A couple of years ago, I wrote the post “Joy”. I really do aspire to walk through life with “Joy & Grace”. I know I don’t always (and won’t always) succeed, but I’m glad that’s my true desire.
Tomorrow is my daughter, Sara’s, thirty-ninth birthday. As she begins her fortieth year of life, I will honor the present of her joyful presence. I will look back and recognize how fleeting time is. I will celebrate the amazing woman she is- the loving daughter and mother and sister and friend. I will still be amazed that four decades have passed but will treasure that we walk through life together. I will (of course) think, “how did this time fly by?” but, then remember, the permanently etched images of life, laughter and love.

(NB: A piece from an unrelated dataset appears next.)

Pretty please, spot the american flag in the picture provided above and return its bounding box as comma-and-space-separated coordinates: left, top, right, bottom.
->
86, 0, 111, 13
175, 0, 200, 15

As I close out this year of Peace Full Home, I want to say, “thank you”. Thank you for reading this blog, thank you for subscribing to it and “following” it. Thank you for sending it on to those you love. Thank you for your comments and ideas and joyful presence. I am indeed blessed.
©2015 Peace Full Home/Intentional Living
p.s. from “The Checklist from Z to A”: #41. Don’t allow someone to make you believe you’re “not enough” (good enough, smart enough, handsome enough, witty enough, cool enough); it’s likely that person’s doing that to feel better about himself- walk away…quickly!